I can't fully explain why this scene makes my heart ache with the sort of dread I can only imagine I would feel if I were witnessing my own death. I suppose it has something to do with the recognition of childhood as belonging distantly to the past, that can never fully be recaptured. I thought this sense of loss was universal but E thinks happiness only becomes richer with age. She thinks the childhood joy of spinning around in front of her house doesn't compare to the depth of feeling that comes from watching a close friend get married, for example. In our conversation today, N agreed, but acknowledged that there was something wistful about never being able to recapture the simple pleasures of youth, like running around outside in a game of tag.
Pimple
Monday, April 6, 2020
Overcast
Sunday, April 5, 2020
Back to blogging
I left the house for the first time in a week yesterday, and for the first time in months, I deviated from my usual home-Waitrose-home trajectory as we ran errands for a friend of N's who is vulnerable to coronavirus-related complications and is properly self-isolating.
It was a sunny day and there were a lot of people out and about. Long lines snaked outside Kobo on Upper Street -- a tiny sliver of a cafe where we sometimes get takeaway coffees -- as well as outside the hipster butcher on St John's Street. There was no sense of crisis, just people engaged in a new normal.
We walked down Roseberry Avenue and turned onto Farringdon Road where we passed Betsy Trotwood, a pub I seemingly only frequent around this time every year. I would have liked to have stopped for a pint on the way home but, as with everywhere else, it was closed.

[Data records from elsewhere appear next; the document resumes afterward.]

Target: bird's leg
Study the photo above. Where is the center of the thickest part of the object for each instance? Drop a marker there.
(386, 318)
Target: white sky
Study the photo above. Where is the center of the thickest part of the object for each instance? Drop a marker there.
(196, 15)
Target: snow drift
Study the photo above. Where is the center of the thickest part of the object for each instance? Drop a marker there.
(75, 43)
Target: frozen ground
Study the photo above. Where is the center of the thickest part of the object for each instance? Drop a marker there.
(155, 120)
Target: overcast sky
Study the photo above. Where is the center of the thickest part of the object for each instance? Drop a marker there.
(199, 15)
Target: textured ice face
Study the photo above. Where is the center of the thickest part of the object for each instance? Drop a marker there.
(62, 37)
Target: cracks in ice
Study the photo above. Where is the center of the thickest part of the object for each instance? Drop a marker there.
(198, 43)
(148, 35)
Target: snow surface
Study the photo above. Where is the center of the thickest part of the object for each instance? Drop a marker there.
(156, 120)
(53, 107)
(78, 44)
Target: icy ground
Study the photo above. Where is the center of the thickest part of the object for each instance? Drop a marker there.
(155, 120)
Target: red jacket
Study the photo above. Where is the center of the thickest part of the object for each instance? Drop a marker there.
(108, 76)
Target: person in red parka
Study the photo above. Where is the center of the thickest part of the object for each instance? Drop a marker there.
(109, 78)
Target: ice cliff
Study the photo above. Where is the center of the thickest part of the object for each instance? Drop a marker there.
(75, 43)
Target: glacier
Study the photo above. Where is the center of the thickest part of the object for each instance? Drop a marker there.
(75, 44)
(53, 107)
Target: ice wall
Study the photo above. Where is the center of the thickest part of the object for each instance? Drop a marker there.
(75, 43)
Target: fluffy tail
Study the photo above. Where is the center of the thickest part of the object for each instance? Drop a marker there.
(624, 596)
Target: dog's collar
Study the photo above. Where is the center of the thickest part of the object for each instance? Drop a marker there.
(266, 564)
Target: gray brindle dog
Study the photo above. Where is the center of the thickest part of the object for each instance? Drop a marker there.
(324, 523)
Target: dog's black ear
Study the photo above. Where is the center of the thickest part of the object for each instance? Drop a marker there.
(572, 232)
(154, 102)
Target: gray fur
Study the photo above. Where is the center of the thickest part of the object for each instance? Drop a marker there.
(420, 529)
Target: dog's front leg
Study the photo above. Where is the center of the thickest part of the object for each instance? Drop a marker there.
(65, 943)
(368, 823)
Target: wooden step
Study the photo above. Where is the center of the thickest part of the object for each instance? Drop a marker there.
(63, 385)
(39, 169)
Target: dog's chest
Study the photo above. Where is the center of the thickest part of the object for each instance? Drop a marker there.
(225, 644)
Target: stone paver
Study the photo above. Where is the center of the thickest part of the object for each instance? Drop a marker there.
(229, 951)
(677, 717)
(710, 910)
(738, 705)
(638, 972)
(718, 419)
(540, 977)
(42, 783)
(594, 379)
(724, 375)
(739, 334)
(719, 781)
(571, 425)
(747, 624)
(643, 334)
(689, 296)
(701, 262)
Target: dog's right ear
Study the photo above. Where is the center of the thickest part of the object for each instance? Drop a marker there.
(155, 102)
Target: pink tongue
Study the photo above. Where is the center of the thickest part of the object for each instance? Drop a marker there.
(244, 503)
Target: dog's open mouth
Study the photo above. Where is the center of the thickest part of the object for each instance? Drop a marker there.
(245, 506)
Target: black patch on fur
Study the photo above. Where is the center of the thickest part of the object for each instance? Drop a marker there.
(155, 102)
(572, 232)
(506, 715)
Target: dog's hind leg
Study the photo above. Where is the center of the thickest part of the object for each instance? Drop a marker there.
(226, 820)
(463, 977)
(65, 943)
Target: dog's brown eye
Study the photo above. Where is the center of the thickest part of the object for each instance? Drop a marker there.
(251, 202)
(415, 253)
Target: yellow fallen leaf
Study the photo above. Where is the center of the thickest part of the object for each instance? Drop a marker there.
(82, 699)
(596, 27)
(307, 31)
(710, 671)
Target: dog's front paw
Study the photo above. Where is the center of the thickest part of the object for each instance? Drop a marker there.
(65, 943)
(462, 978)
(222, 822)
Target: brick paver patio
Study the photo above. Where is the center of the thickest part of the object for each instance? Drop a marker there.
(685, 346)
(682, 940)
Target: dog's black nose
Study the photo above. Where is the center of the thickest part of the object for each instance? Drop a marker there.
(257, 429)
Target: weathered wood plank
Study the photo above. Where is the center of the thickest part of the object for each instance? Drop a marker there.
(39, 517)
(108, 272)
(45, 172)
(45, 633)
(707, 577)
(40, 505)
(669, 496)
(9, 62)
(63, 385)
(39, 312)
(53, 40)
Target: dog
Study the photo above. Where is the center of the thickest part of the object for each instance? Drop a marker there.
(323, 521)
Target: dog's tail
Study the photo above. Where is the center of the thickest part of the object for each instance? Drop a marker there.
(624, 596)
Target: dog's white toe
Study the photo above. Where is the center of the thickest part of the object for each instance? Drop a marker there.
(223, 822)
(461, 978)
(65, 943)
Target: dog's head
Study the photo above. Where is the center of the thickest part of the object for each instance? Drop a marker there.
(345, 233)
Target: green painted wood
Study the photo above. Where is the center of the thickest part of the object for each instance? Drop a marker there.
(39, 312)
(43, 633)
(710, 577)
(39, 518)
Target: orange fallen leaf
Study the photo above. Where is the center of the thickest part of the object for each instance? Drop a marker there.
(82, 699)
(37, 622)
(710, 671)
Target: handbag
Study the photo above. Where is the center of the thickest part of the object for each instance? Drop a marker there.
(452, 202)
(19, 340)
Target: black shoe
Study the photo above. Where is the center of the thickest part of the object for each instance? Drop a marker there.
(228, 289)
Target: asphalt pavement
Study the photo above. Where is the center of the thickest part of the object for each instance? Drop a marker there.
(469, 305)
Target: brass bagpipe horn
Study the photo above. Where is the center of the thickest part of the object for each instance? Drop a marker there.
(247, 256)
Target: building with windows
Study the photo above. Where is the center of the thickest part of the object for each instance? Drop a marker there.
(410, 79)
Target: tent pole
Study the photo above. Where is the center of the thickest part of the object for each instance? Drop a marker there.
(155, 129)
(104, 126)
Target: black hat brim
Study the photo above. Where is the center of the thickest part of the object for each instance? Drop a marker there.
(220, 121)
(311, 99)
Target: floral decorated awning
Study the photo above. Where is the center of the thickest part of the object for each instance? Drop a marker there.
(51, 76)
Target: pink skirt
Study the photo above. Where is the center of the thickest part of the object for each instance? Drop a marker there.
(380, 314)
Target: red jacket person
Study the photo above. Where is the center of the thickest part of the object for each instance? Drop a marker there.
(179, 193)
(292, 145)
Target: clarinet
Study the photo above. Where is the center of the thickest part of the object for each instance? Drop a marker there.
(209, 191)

We picked up medication from Boots and some supplies from Sainsbury's and dropped them off at E's. Errands finished, we came home, read our books, and cooked a delicious supper of foil-baked salmon with gochujang.
Things I'm grateful for: leaving the house and walking in the warm spring sunshine, the opportunity to be useful to someone else through errand-running, N trimming my fringe so I no longer have errant strands of hair poking my eyeballs, being able to wear a face mask outside without feeling self-conscious. I had bought a pack of surgical masks last year while I was in the throes of a hay fever attack and desperate to prevent any traces of pollen from entering my nasal passages but always felt too self-conscious to wear them outside. Now, it seems perfectly acceptable to do so. Between self-isolating and mask-wearing, maybe I won't have a miserable, hay fever-ridden spring for once.